Large language model (LLM) agents have exhibited strong problem-solving competence across domains like research and coding. Yet, it remains underexplored whether LLM agents can tackle compounding real-world problems that require a diverse set of tools to complete. Given a broad, heterogeneous tool repository, LLM agents must not only select appropriate tools based on task planning analysis but also strategically schedule the execution order to ensure efficiency. This paper introduces TPS-Bench to benchmark the ability of LLM agents in solving such problems that demand Tool Planning and Scheduling. TPS-Bench collects 200 compounding tasks of two difficulty levels, based on a tool repository containing hundreds of model context protocol (MCP) tools. In particular, each task is composed of multiple subtasks, such as web search, map navigation, calendar checking, etc., and each subtask can be completed by a basic tool. Our evaluation emphasizes both task completion rate and efficiency. The empirical studies on popular closed-source and open-source LLMs indicate that most models can perform reasonable tool planning, but differ in scheduling. For example, GLM-4.5 achieves an outperforming task completion rate of 64.72% with extensive sequential tool calls, hence suffering from significantly long execution time. By contrast, GPT-4o prioritizes parallel tool calls but achieves only a 45.08% completion rate. Considering reinforcement learning (RL) can be a viable way to improve the scheduling efficiency without compromising performance, we perform an initial study on Qwen3-1.7B and witness a 14% reduction in execution time alongside a 6% gain in task completion rate based on rarely 100 RL training samples. Our code is available https://github.com/hanwenxu1/mcp-agent.

Paper Structure

This paper contains 33 sections, 2 equations, 7 figures, 4 tables.

Figures (7)

  • Figure 1: TPS-Bench assesses the tool planning and scheduling ability of LLM agents for solving compounding tasks.

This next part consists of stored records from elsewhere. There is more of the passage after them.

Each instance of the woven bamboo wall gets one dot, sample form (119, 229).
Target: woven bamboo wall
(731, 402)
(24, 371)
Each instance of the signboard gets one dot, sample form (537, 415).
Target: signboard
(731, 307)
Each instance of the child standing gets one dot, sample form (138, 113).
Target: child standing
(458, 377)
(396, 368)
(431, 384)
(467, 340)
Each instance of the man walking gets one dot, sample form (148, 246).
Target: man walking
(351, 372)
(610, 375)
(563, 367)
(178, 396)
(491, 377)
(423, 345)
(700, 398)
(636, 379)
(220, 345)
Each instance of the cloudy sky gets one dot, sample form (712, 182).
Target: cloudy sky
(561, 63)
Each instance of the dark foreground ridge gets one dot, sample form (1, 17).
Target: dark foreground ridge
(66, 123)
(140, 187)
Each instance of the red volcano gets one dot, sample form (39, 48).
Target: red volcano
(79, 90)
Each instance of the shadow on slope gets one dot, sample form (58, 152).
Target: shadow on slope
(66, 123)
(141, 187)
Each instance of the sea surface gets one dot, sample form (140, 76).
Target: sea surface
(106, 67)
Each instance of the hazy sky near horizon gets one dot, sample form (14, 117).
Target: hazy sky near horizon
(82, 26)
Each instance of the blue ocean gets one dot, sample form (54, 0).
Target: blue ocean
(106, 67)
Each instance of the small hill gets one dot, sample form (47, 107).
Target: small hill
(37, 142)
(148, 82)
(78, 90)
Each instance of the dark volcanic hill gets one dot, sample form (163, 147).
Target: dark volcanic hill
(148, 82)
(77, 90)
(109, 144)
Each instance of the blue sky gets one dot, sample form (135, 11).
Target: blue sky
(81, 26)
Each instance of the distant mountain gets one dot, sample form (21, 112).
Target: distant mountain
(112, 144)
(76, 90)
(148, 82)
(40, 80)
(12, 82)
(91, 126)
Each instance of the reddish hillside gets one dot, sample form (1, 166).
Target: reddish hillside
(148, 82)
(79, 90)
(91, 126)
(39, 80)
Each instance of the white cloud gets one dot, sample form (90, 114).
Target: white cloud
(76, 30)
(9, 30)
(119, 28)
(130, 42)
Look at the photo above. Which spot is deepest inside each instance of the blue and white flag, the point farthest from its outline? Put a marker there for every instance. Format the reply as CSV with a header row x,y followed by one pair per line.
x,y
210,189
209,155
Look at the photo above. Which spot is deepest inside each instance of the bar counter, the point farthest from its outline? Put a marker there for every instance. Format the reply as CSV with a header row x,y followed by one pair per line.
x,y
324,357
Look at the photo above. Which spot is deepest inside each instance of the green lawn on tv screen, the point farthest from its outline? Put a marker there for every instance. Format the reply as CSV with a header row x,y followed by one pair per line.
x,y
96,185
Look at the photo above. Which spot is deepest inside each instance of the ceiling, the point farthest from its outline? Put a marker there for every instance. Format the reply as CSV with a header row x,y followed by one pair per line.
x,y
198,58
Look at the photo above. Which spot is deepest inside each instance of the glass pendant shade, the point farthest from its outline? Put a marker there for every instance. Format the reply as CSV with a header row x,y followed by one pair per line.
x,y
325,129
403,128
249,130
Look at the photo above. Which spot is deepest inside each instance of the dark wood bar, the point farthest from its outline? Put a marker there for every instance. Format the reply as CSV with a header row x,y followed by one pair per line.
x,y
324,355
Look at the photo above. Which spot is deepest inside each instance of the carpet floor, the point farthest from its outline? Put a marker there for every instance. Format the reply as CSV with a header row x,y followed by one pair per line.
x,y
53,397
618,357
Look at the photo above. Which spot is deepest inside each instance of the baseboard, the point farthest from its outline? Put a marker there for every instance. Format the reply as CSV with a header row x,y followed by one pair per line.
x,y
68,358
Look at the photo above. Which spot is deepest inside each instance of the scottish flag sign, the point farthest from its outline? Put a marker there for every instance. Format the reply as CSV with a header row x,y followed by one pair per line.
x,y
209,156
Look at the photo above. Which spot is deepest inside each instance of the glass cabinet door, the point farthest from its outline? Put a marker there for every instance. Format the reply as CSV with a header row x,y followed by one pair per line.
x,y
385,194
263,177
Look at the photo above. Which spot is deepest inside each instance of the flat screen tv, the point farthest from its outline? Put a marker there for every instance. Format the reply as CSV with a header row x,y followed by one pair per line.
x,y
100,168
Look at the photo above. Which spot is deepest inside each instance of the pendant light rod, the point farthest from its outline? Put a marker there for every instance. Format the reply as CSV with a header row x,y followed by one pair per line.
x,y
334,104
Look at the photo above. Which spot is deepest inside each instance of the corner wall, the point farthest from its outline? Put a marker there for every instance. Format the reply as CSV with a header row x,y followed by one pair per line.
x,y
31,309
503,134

As shown, the LLM agent needs to first select tools capable of solving the task from a tool repository. Next, the LLM agent decomposes the original task into multiple subtasks and identifies their dependency relationships (subtasks that have no dependencies are marked by different colors in the figure). After that, the LLM agent performs tool calls and collects the tool responses in multiple turns, after which the final answer is delivered.
  • Figure 2: Statistics of subtasks and tools in TPS-Bench. Left: Distribution of all subtask categories in TPS-Bench. Right: Number of tools in each MCP Server used in TPS-Bench.
  • Figure 3: Task construction workflow in TPS-Bench. We send tool names and descriptions to LLMs to generate solvable subtasks, which are then combined by LLMs and inspected manually to form compounding tasks.
  • Figure 4: Left: Pearson correlation between LLM scores and Human scores on Task Completion Rate. The fitted line (red) shows the linear regression trend, while the dashed black line indicates great agreement between LLMs and humans. Right: Pearson correlation between LLM and Humans regarding the number of subtasks decomposed from the same task.
  • Figure 5: Evaluation of three tool selection strategies, no-selection, rule-based selection, and self-selection, was performed by applying each strategy to the tasks in TPS-Bench-Hard. The four models, GLM-4.5, DeepSeek-R1, GPT-4o, and Qwen3-32B, are tested with all three strategies across the benchmark. Efficiency is reflected by the total number of tokens consumed and the time required to complete each task, while effectiveness is reflected by the task completion rate.